Local MP, Andrew George, was quoted in a national newspaper at the weekend criticising the Government’s draft National Planning Policy Framework.
The Sunday Telegraph produced a front page article showing that both the National Trust and the Campaign to Protect Rural England (CPRE) were both strongly opposed to the Government’s plans which would lift many of the planning restrictions from the countryside. The planning reform is supposed to streamline complicated rules on buildings, reducing 1300 pages of National Planning Policy to just 52. Councils will be told that there should be a ‘presumption for development’.
Mr George, who is also an officer of the All Party Parliamentary Planning and Housing Group said:
“This would turn places like Cornwall into a ‘developer’s paradise’ and stop stone dead any chance of us ever meeting our desperate local housing need.
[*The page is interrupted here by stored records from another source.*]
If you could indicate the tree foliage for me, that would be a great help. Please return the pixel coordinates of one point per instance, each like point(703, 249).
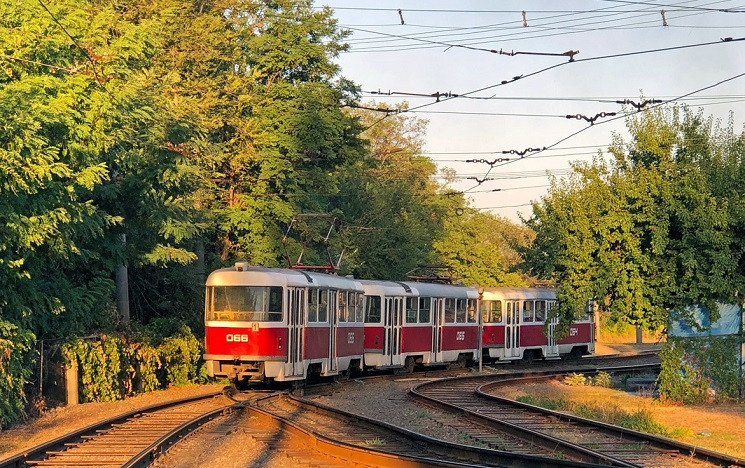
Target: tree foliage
point(650, 231)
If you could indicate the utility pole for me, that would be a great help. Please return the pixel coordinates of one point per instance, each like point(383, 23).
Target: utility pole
point(122, 283)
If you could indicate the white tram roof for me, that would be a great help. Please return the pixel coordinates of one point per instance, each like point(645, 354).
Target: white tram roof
point(409, 289)
point(443, 290)
point(244, 275)
point(522, 294)
point(385, 288)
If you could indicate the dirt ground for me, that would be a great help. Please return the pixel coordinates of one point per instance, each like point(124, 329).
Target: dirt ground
point(719, 427)
point(61, 420)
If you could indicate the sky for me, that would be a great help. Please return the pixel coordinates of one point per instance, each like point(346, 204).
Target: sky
point(448, 47)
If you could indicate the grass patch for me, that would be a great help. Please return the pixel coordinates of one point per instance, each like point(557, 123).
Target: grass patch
point(375, 441)
point(641, 420)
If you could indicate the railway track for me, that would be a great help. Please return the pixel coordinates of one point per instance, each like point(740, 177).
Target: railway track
point(381, 444)
point(579, 438)
point(131, 439)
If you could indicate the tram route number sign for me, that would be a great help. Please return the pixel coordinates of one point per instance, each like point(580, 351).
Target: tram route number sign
point(236, 338)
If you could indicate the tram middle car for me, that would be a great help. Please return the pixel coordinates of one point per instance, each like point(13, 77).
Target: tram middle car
point(409, 323)
point(514, 326)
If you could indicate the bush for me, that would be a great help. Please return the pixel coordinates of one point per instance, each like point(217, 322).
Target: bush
point(576, 380)
point(116, 366)
point(17, 356)
point(602, 379)
point(691, 366)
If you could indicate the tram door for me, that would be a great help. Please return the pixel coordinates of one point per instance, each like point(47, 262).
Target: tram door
point(393, 316)
point(295, 324)
point(332, 298)
point(438, 312)
point(512, 330)
point(553, 347)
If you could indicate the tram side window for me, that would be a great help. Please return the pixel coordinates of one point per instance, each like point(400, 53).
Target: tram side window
point(372, 314)
point(540, 311)
point(527, 311)
point(425, 303)
point(359, 308)
point(411, 309)
point(449, 310)
point(323, 306)
point(471, 310)
point(343, 310)
point(496, 312)
point(485, 309)
point(461, 311)
point(312, 305)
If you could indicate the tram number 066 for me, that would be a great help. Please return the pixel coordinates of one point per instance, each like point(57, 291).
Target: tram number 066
point(236, 338)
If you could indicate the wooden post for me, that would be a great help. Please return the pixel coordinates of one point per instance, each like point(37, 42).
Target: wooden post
point(71, 384)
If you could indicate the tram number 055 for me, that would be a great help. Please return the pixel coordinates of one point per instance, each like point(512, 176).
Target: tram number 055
point(236, 338)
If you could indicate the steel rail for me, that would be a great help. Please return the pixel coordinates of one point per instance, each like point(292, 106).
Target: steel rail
point(435, 452)
point(538, 438)
point(38, 452)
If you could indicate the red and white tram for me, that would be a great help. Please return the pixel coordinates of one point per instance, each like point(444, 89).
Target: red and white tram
point(514, 326)
point(267, 323)
point(426, 323)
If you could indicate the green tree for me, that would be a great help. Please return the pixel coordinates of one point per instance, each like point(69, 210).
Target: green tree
point(641, 236)
point(391, 203)
point(481, 248)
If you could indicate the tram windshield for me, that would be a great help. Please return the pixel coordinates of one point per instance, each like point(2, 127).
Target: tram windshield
point(244, 303)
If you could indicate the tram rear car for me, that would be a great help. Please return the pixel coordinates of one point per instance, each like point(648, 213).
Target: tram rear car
point(409, 323)
point(514, 326)
point(277, 324)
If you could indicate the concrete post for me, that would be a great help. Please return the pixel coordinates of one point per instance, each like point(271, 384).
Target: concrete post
point(71, 384)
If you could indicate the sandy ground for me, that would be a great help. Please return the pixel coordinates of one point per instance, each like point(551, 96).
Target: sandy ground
point(720, 427)
point(61, 420)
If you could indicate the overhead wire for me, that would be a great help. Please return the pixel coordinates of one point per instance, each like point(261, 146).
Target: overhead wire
point(582, 130)
point(560, 64)
point(536, 30)
point(540, 22)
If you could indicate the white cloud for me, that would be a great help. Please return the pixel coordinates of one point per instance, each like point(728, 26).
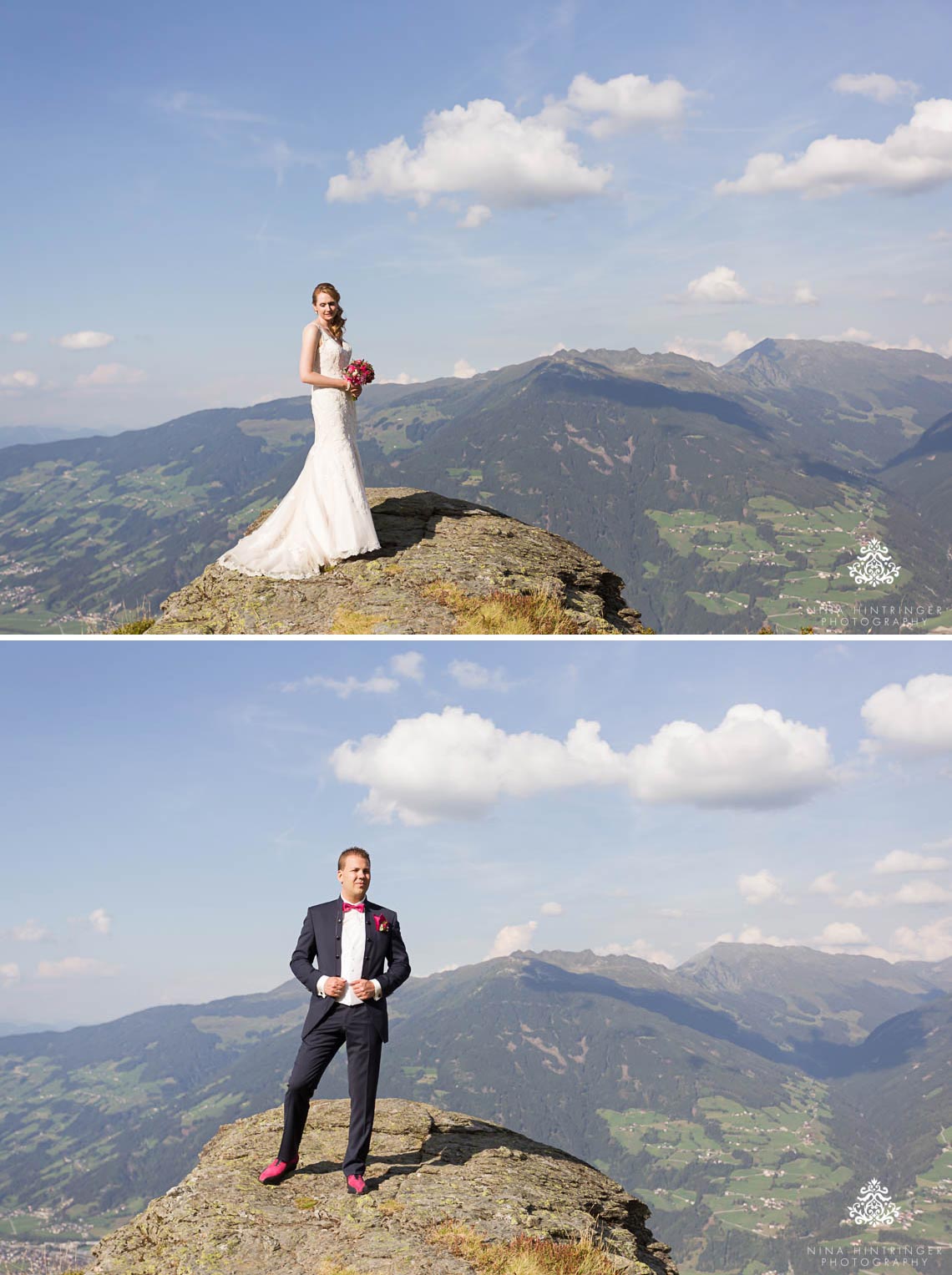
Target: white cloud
point(914, 719)
point(915, 157)
point(928, 943)
point(712, 351)
point(511, 939)
point(477, 677)
point(29, 933)
point(101, 921)
point(758, 887)
point(857, 334)
point(479, 148)
point(736, 342)
point(84, 339)
point(458, 764)
point(111, 374)
point(719, 285)
point(911, 861)
point(911, 343)
point(924, 893)
point(184, 102)
point(752, 935)
point(843, 933)
point(379, 684)
point(881, 89)
point(753, 757)
point(823, 883)
point(860, 899)
point(625, 102)
point(477, 215)
point(804, 295)
point(74, 967)
point(640, 948)
point(19, 380)
point(408, 663)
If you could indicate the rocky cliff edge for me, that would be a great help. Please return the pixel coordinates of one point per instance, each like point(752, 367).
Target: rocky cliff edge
point(448, 1195)
point(445, 566)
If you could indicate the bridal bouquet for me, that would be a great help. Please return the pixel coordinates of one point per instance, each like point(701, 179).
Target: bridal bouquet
point(358, 372)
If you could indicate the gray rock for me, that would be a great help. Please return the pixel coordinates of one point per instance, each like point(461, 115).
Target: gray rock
point(443, 566)
point(428, 1168)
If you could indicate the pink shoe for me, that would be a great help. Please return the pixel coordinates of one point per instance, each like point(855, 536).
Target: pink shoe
point(276, 1171)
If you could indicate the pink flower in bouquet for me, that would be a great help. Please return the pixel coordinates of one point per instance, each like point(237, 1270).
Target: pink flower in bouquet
point(358, 372)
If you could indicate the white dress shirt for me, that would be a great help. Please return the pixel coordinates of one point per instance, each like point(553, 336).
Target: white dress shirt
point(352, 943)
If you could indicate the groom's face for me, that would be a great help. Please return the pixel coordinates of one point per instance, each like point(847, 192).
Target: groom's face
point(355, 878)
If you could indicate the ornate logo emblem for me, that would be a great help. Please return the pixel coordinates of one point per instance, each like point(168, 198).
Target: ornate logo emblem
point(874, 565)
point(874, 1207)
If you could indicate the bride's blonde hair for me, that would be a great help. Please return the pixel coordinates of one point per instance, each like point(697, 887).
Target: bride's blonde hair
point(339, 323)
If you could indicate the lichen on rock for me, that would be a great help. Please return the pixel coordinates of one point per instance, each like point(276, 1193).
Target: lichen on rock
point(433, 1177)
point(443, 566)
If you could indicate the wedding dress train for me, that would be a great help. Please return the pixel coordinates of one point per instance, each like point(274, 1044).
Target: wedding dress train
point(325, 515)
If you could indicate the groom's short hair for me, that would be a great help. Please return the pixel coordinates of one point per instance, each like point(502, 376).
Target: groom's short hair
point(348, 852)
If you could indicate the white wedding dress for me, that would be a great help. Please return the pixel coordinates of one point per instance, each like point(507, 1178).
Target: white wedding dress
point(325, 515)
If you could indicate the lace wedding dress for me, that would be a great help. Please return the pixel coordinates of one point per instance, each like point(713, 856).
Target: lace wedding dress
point(325, 515)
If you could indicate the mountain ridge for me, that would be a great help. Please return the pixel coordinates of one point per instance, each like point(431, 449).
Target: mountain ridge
point(724, 503)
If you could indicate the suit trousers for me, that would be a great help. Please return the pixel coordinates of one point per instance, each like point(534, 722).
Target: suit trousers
point(343, 1023)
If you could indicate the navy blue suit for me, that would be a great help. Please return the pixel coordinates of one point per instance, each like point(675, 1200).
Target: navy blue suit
point(329, 1024)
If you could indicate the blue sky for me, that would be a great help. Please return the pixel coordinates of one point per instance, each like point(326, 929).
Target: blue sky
point(572, 174)
point(172, 808)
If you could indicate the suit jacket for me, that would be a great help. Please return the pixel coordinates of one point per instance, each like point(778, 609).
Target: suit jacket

“The Conservatives know that the planning system is fuelled by greed rather than by need. This would give a massive hope value on virtually every piece of green space. The Government knows that you can’t build affordable housing with inflated land prices; which would be an inevitable consequence of the Government’s policy.
“Cornwall can provide the evidence of why this policy will not work. We are not NIMBY (Not In My Back Yard) folk in Cornwall. We’ve grown faster than almost anywhere else in Britain – the housing supply has more than doubled in the last 40 years. Yet the housing problems of local people have got dramatically worse. So we have learnt that simply allowing developers to set the planning agenda doesn’t provide the long-term answers for the local community.
“It sounds counterintuitive, but the best way to meet local need is to stop or restrict development and then to only allow developments to go forward as an ‘exception’ where it meets a local need in perpetuity. We have been done this for the past decade or so where planners have successfully restricted development.
“The Government has got this one wrong and must be made to think again,” said Mr George.
Mr George also pointed to a publication he circulated in May 2008 entitled ‘Local Need or Developers’ Greed?’